Il Collegio ha ritenuto, invece, illegittimo l'affidamento diretto disposto nella fattispecie posta al suo esame poiché la relazione da rendersi ai sensi dell'art. 34, comma 20, d.l. n. 179 del 2012, conv. in l. n. 221 del 2012, ove l'ente affidante avrebbe dovuto dare conto delle ragioni e della sussistenza dei requisiti previsti dall'ordinamento europeo per la forma di affidamento prescelta, non conteneva una dettagliata e specifica motivazione sul punto.

La sentenza ricorda che la giurisprudenza amministrativa ha ritenuto – sulla scorta della sentenza Corte cost., 20 luglio 2012, n. 199 – che i servizi pubblici locali di rilevanza economica possono essere gestiti indifferentemente mediante il ricorso al mercato, attraverso il c.d. parternariato pubblico – privato, ossia per mezzo di affidamento a società mista, o attraverso l'affidamento diretto a società in house. Tale ultimo modello, pertanto, non si configura – a normativa vigente – come ipotesi eccezionale e residuale di gestione dei servizi pubblici locali, costituendo, al contrario, una delle tre normali forme organizzative utilizzabili.

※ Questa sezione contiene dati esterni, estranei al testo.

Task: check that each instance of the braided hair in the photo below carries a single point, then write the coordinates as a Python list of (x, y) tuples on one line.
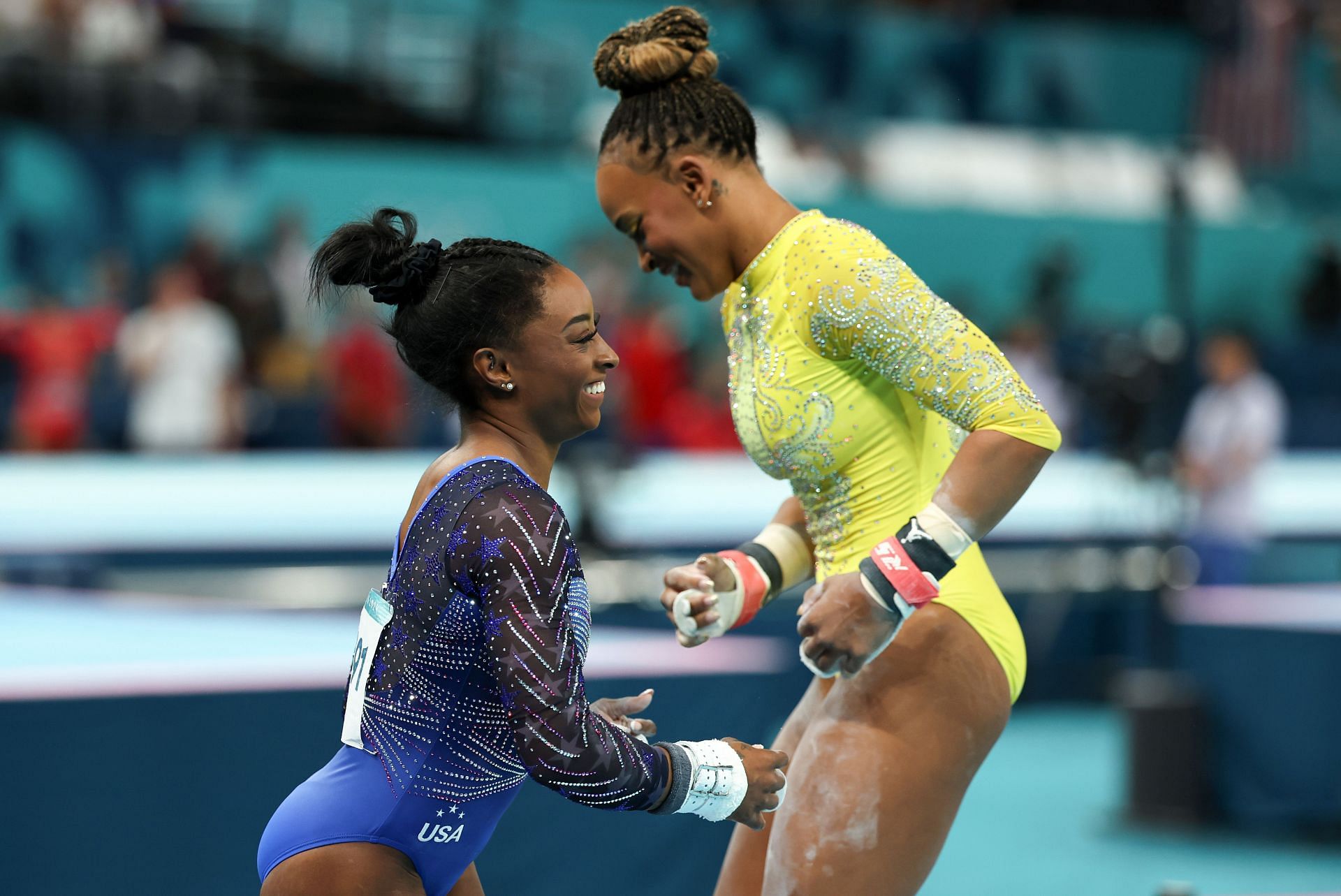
[(450, 302), (668, 97)]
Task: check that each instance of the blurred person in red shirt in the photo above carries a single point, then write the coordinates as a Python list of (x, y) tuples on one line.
[(368, 392), (702, 409), (654, 367), (54, 349)]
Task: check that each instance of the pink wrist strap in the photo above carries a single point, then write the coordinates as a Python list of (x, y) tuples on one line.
[(752, 584), (908, 580)]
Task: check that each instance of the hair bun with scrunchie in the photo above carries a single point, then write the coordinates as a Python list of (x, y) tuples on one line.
[(408, 285), (654, 51)]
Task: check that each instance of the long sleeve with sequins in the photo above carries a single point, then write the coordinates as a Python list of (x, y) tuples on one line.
[(523, 565), (867, 304)]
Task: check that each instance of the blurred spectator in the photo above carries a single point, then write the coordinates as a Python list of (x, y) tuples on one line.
[(287, 256), (54, 351), (702, 408), (368, 390), (1237, 422), (652, 369), (1029, 348), (183, 357), (115, 31), (1247, 85), (1320, 300)]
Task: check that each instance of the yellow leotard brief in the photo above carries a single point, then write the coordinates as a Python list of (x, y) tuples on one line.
[(857, 384)]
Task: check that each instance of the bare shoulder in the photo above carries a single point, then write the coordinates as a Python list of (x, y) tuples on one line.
[(436, 471)]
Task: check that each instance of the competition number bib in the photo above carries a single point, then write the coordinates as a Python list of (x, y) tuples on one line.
[(374, 617)]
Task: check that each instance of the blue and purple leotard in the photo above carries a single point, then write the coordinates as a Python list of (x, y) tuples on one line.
[(474, 686)]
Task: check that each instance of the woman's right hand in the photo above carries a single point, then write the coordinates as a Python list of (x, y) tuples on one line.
[(698, 582), (765, 773)]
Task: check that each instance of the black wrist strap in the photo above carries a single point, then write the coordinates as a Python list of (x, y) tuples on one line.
[(924, 550), (768, 562), (680, 784)]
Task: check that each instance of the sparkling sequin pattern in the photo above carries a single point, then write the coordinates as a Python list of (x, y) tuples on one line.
[(478, 680), (857, 384), (785, 429)]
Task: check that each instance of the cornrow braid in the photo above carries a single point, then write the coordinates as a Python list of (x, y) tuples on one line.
[(474, 247), (475, 293), (668, 98)]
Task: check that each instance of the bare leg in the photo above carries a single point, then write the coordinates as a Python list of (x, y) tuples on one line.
[(742, 869), (469, 884), (881, 769), (346, 869)]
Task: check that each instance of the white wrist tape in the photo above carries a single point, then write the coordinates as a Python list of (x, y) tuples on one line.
[(730, 604), (940, 526), (791, 552), (718, 779)]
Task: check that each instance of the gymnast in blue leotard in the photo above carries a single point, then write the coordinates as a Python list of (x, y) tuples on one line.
[(467, 673)]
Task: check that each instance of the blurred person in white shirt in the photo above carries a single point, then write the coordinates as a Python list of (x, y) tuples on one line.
[(183, 358), (1234, 427)]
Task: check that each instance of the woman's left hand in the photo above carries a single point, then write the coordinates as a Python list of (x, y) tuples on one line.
[(841, 626), (617, 711)]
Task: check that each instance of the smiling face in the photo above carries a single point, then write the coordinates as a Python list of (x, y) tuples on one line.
[(668, 227), (561, 361)]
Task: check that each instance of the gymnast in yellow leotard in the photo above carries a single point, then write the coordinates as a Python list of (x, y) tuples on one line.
[(905, 436), (857, 384)]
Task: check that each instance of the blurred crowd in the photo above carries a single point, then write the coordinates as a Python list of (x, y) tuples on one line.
[(220, 351)]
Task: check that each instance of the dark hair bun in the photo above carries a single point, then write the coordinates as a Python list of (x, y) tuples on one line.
[(365, 253), (448, 301), (647, 54)]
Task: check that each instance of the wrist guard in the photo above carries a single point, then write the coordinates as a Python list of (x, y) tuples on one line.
[(707, 779), (905, 571)]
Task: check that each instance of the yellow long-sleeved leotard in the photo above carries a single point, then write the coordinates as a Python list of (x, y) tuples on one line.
[(857, 384)]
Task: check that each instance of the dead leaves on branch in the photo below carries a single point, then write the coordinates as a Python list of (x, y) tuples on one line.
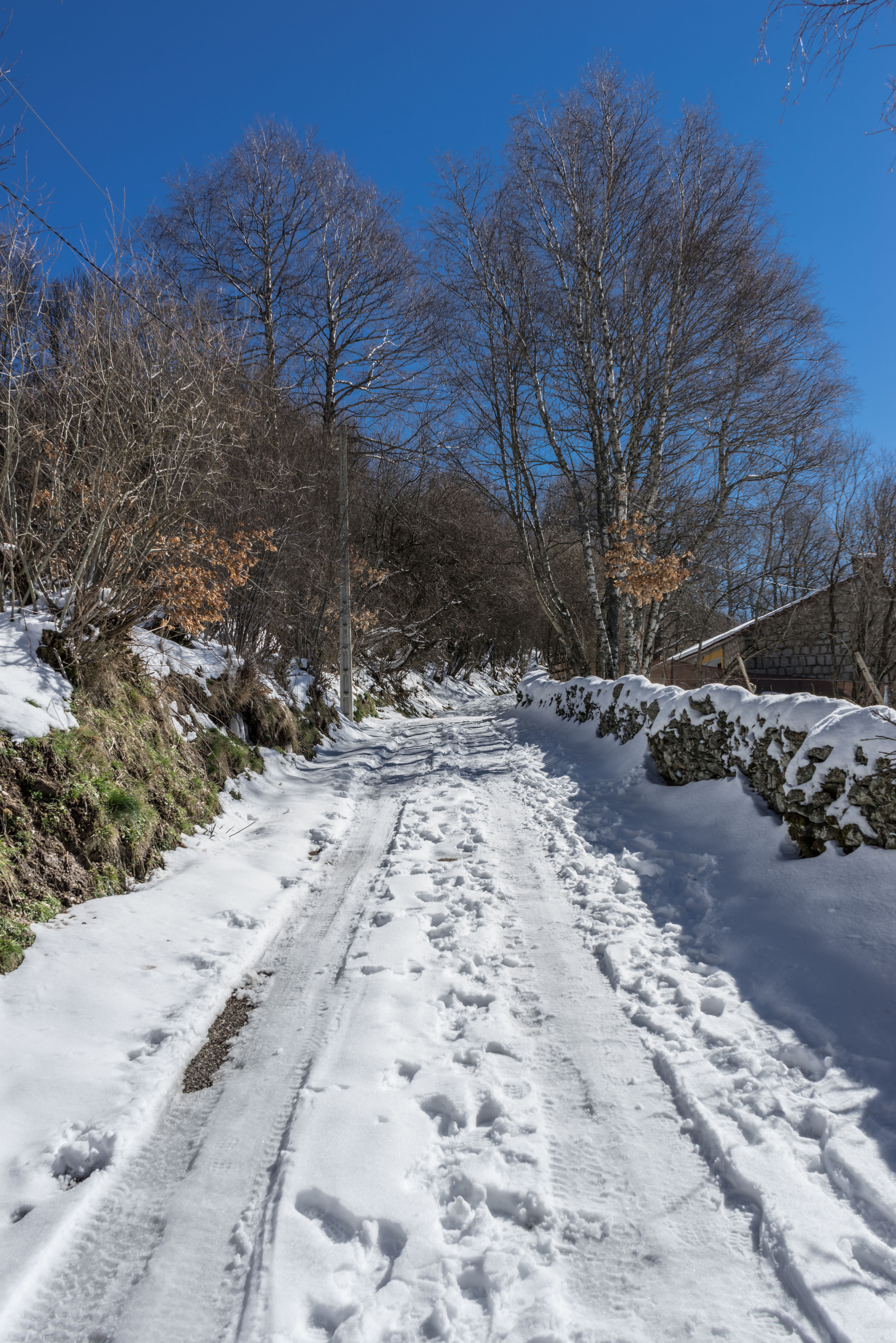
[(194, 574), (637, 573)]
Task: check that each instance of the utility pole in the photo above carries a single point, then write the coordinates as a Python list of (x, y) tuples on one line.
[(346, 698)]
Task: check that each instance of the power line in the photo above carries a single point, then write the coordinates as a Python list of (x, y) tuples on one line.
[(89, 261), (50, 131)]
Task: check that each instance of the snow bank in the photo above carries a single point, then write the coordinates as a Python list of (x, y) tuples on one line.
[(782, 743), (116, 994), (34, 698)]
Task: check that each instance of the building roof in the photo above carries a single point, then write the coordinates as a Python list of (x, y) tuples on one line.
[(749, 625)]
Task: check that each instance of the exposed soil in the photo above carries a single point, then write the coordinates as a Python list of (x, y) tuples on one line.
[(201, 1072)]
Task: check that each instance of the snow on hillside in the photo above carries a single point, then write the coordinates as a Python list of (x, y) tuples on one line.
[(34, 698)]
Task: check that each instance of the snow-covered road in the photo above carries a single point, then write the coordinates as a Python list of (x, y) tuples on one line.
[(486, 1091)]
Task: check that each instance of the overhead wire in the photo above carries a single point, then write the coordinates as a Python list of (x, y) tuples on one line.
[(61, 237)]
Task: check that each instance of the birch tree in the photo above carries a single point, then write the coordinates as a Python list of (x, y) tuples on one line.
[(668, 346)]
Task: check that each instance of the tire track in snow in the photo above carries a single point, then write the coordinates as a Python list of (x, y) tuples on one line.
[(467, 1107), (161, 1256), (770, 1117)]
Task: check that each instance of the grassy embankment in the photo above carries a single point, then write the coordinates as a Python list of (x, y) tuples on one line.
[(86, 810)]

La decisione di avvalersene costituisce frutto di una scelta ampiamente discrezionale compiuta dall'ente, che sfugge, dunque, al sindacato di legittimità del giudice amministrativo, a meno che – sottolinea il Collegio a conferma delle conclusioni del TAR – non sia manifestamente inficiata da illogicità, irragionevolezza, irrazionalità ed arbitrarietà ovvero non sia fondata su di un altrettanto macroscopico travisamento dei fatti. Aggiunge poi la sentenza che «proprio in ossequio ai principi di trasparenza e democraticità dei processi decisionali pubblici (sanciti dalla norma cardine dell'art. 3, l. n. 241 del 1990) detta scelta deve essere adeguatamente motivata circa le ragioni di fatto e di convenienza che la giustificano»; principi che trovano conferma nel dettagliato e aggravato onere motivazionale, cui il citato art. 34, comma 20, subordina la legittimità della scelta della concreta modalità di gestione dei servizi pubblici locali.